After arriving at work, they asked me to clean the thermometers. In a rather foul mood, I put all those glass thermometers in the sink, turned on the water, or should I say hot water and within a few moments, all I could hear was the crackling of all these thermometers breaking in the hot water.
What's the problem. I mused. Oh yeah, thermometers were to be cleaned with a disinfectant, not hot water!
Guess there was something I could learn after all, no matter what the job, or the situation. The hospital should have fired me, but they didn't. Later they told me that I wasn't the first person to make that mistake.
Eventually, I told Dad the rest of the story, but every day after that, I went to work with the attitude that I would learn something new and I did. The people there were helpful and they wanted to teach me, all I had to do was be quiet and listen.
I once met a lady in my travels who talked about how she was a marigold and not a tulip. I wanted to understand what she meant by that. The lady told me that tulips bloom early and marigolds bloom later in the summer after the sun has been on them for awhile.
Well, I'm a marigold and not a tulip in this life time. That's just a nice way to say that I was a late bloomer and not an early one when it came to school. I left college before completing it, when I discovered that I wasn't as enamored with nursing school as I thought I would be. So many years went by before I decided to really commit myself to finishing school.
I went back to school in my late thirties and was often one of the older ones in class, however that didn't' matter. Adjusting to studying, exams and working was a huge effort for me. There were many times that it all felt so overwhelming to get the research done and the papers done, all the studying done, and oh yeah, get to work on time.
I had a dear friend who would always tell me that I could do this and would offer me words of encouragement. She would put things in perspective when I would beat myself up over not getting 100% on everything. This second time round in school, I was the opposite of the first, I wanted to excel at everything.
I had made up my mind that I would carry a 4.0 GPA and in the end, I had done just that, but only because I had a rainbow in my life.
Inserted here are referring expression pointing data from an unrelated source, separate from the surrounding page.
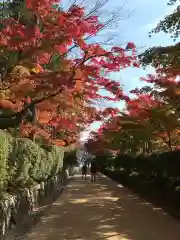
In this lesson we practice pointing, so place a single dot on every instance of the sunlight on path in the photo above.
(104, 210)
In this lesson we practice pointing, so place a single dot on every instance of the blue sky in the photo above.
(145, 15)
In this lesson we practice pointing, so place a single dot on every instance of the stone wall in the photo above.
(15, 209)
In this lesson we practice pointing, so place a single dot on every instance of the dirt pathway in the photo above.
(103, 210)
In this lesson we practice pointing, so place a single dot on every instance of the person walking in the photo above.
(93, 171)
(84, 171)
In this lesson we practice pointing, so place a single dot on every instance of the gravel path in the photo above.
(102, 210)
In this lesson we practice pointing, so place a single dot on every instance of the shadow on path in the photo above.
(103, 210)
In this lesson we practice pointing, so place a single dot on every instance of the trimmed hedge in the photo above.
(158, 174)
(23, 163)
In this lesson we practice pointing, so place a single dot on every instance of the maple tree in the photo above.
(36, 39)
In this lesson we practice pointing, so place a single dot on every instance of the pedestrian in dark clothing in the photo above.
(84, 170)
(93, 171)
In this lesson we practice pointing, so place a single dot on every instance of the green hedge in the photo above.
(24, 163)
(157, 174)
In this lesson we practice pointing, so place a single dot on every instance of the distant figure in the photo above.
(93, 171)
(84, 170)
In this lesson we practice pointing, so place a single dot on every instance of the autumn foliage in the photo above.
(36, 44)
(150, 122)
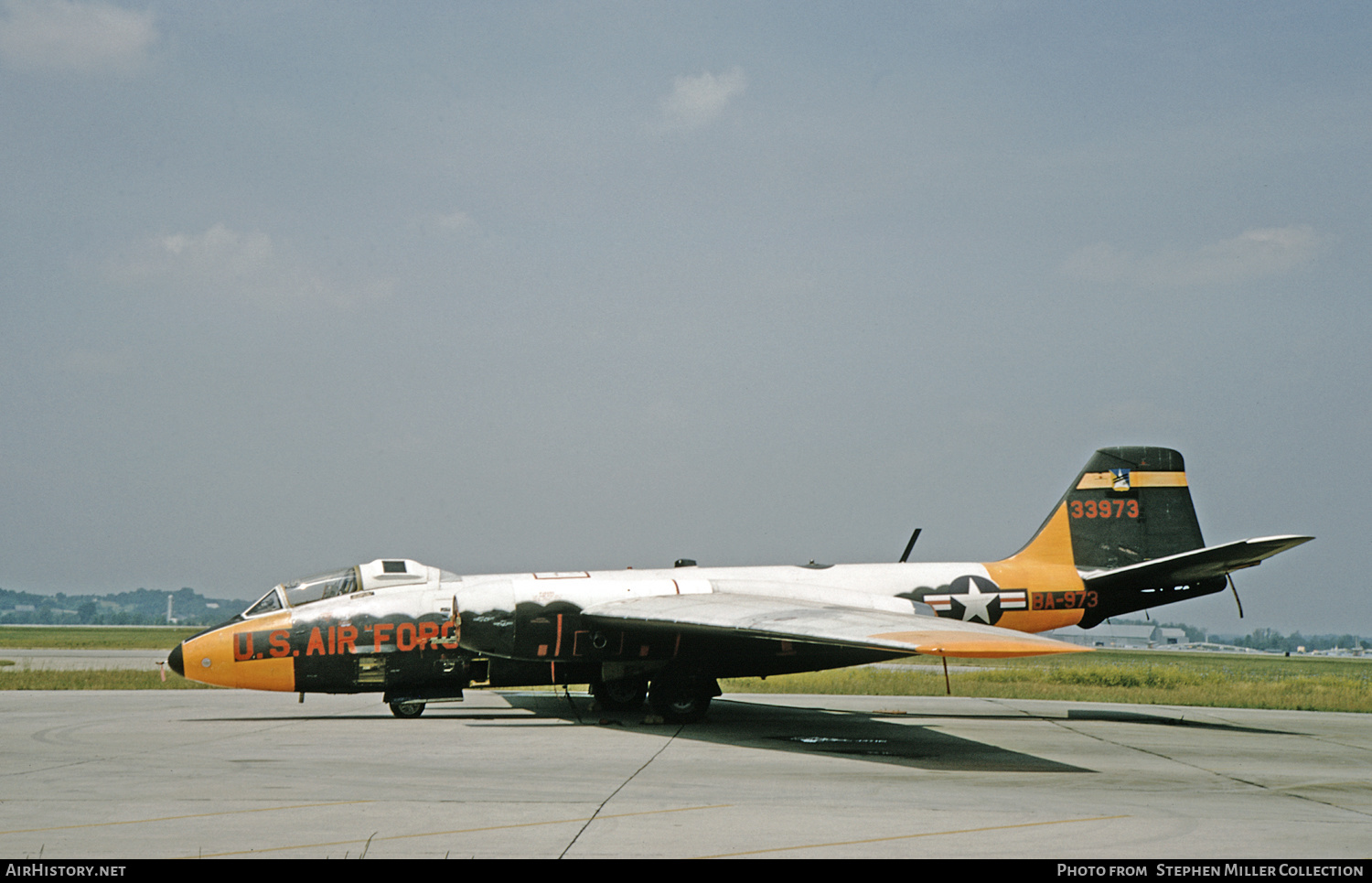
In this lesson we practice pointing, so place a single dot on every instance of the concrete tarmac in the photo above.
(228, 773)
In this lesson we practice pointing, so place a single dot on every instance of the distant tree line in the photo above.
(136, 608)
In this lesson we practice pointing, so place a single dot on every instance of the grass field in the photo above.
(82, 638)
(1218, 680)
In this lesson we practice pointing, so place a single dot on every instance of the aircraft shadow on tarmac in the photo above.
(874, 737)
(858, 735)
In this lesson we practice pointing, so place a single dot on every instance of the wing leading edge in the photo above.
(817, 622)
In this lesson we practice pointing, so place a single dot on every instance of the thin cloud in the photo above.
(81, 38)
(224, 263)
(697, 101)
(1251, 254)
A rainbow that would always come out after the 'storm' or disappointment, the rainbow that would cast many warm words my way, which I could bask in just long enough to renew my strength and carry on.
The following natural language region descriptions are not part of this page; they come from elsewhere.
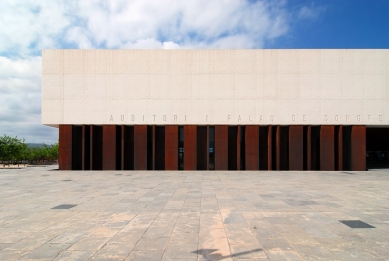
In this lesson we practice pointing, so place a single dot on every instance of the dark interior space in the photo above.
(86, 146)
(273, 147)
(377, 148)
(346, 147)
(284, 147)
(315, 148)
(159, 147)
(232, 147)
(211, 147)
(97, 147)
(263, 147)
(128, 150)
(202, 147)
(77, 147)
(305, 147)
(118, 147)
(243, 148)
(150, 156)
(181, 147)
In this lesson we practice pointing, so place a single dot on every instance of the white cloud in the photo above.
(20, 96)
(28, 26)
(310, 12)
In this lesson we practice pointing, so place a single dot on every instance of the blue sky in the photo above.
(27, 27)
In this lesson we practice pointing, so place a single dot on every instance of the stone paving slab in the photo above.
(215, 215)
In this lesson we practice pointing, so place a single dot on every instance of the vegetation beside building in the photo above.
(16, 151)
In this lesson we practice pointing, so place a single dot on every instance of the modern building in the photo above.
(218, 109)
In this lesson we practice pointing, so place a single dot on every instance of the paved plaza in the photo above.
(46, 214)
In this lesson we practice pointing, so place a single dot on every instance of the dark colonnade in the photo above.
(220, 147)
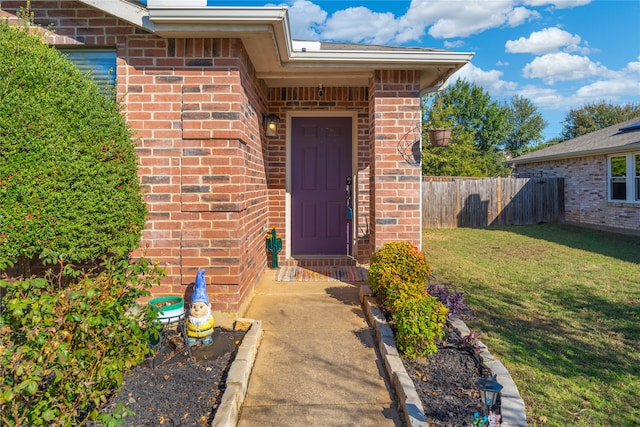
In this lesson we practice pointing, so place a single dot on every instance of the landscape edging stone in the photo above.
(512, 406)
(238, 377)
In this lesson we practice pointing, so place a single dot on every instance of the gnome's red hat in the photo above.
(200, 289)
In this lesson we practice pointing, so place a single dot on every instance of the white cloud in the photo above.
(449, 19)
(454, 44)
(558, 4)
(488, 80)
(549, 40)
(520, 15)
(614, 88)
(361, 25)
(561, 66)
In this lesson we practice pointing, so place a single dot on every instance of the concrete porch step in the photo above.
(319, 261)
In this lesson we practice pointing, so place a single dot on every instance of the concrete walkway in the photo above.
(317, 364)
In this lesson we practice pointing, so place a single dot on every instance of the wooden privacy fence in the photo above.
(470, 202)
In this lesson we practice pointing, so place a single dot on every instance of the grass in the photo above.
(559, 306)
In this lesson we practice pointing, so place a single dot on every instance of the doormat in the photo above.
(322, 274)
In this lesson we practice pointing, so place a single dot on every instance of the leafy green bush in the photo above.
(397, 264)
(63, 350)
(68, 174)
(397, 291)
(419, 324)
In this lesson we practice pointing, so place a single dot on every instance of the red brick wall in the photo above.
(395, 180)
(585, 193)
(283, 100)
(196, 109)
(212, 180)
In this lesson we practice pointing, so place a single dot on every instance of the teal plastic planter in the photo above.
(170, 308)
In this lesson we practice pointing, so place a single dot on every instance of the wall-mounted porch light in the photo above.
(271, 125)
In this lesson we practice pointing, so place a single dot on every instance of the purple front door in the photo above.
(320, 165)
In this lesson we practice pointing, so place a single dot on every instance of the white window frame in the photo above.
(631, 180)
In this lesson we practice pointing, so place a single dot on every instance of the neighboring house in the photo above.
(198, 84)
(601, 172)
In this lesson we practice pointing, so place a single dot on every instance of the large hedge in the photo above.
(68, 174)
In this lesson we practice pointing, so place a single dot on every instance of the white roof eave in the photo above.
(265, 31)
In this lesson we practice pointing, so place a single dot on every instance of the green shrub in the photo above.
(68, 174)
(397, 291)
(395, 263)
(419, 325)
(64, 350)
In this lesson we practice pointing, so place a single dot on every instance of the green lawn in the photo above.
(560, 307)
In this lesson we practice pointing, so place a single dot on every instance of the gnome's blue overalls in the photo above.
(200, 323)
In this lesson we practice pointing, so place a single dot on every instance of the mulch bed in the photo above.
(183, 391)
(445, 382)
(177, 390)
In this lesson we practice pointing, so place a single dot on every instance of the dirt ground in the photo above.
(182, 391)
(445, 382)
(175, 390)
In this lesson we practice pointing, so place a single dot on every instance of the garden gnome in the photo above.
(494, 419)
(200, 324)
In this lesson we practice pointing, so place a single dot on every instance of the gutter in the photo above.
(562, 156)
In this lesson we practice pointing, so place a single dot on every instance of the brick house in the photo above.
(601, 172)
(198, 84)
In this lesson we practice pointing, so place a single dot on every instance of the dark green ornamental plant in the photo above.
(396, 264)
(68, 173)
(70, 198)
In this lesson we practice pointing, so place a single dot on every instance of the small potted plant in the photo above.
(439, 123)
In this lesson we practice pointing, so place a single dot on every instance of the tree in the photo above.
(525, 126)
(68, 174)
(479, 129)
(594, 116)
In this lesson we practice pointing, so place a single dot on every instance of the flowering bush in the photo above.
(454, 301)
(419, 324)
(395, 263)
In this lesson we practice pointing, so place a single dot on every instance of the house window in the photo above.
(624, 178)
(100, 64)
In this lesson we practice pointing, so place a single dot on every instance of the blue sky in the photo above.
(559, 54)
As time passed on, the company where I had worked for nineteen years was moving out of the city. It was not my desire to move to the New York area, so I knew that my days were numbered. But, I chose to make the best of those days, to learned as much as I could and to become a rainbow in the lives of many of the customer service people who would be losing their jobs.
This group had worked extraordinarily hard to turn around a tough division. Finally, they were being recognized for the work that they were doing. After two years of being 'beat up', missing sales goals, and difficult relationships, this team was really humming. We had all become like family, we comforted each other during deaths, celebrated the births of babies, had empathy on difficult relationships and danced at wedding. Here we are now, looking at the end of a great thing and many fearful for they didn't know where to go.
Yes, it was time for me to be a rainbow for them, to cast the colors of possibilities their way. To help them transition into their next great moment. For all the times that others had helped me, now it was time for me to return the favor.
At the time, I didn't set up to be their rainbow, nor was I familiar with the concept, but as I look back, I know that what kept me going. it was the customer service team, we had become rainbows for each other.
My life has had many rainbows, maybe I will continue to add to this story. But this I know for sure, without rainbows in our lives, things would be a lot harder. What I must remember when things are hard is that rainbows only come after the rain, so weather the storms, there will be a rainbow to see you through.
Think about who the rainbows are in your life and acknowledge them today.